Complete monitoring solution for your K3s homelab cluster with Prometheus, Grafana, Loki, and more.
This monitoring stack provides comprehensive observability for your K3s homelab:
- 📊 Metrics Collection: Prometheus scrapes metrics from Kubernetes and system components
- 📈 Visualization: Grafana dashboards for beautiful charts and graphs
- 📝 Log Aggregation: Loki collects and indexes logs from all pods and services
- 🚨 Alerting: Built-in alerts for common issues (high CPU, memory, pod crashes)

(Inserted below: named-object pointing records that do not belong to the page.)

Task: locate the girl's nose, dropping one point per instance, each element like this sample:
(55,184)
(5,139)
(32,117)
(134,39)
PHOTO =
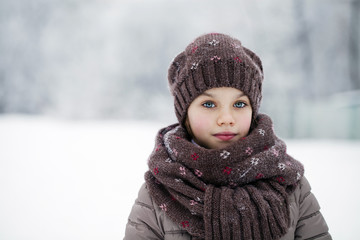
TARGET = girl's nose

- 🔍 System Monitoring: Node Exporter provides host-level metrics
- ☸️ Kubernetes Monitoring: Kube State Metrics exposes cluster state
| Component | Purpose | Port | Image |
|---|---|---|---|
| Prometheus | Metrics collection & alerting | 30000 | prom/prometheus:v2.45.0 |
| Grafana | Data visualization | 30001 | grafana/grafana:10.0.3 |
| Loki | Log aggregation | 3100 | grafana/loki:2.9.0 |
| Promtail | Log collection agent | - | grafana/promtail:2.9.0 |
| Node Exporter | System metrics | 9100 | prom/node-exporter:v1.6.1 |
| Kube State Metrics | K8s cluster metrics | 8080 | k8s.gcr.io/kube-state-metrics/kube-state-metrics:v2.10.0 |
- K3s cluster running (see main README.md)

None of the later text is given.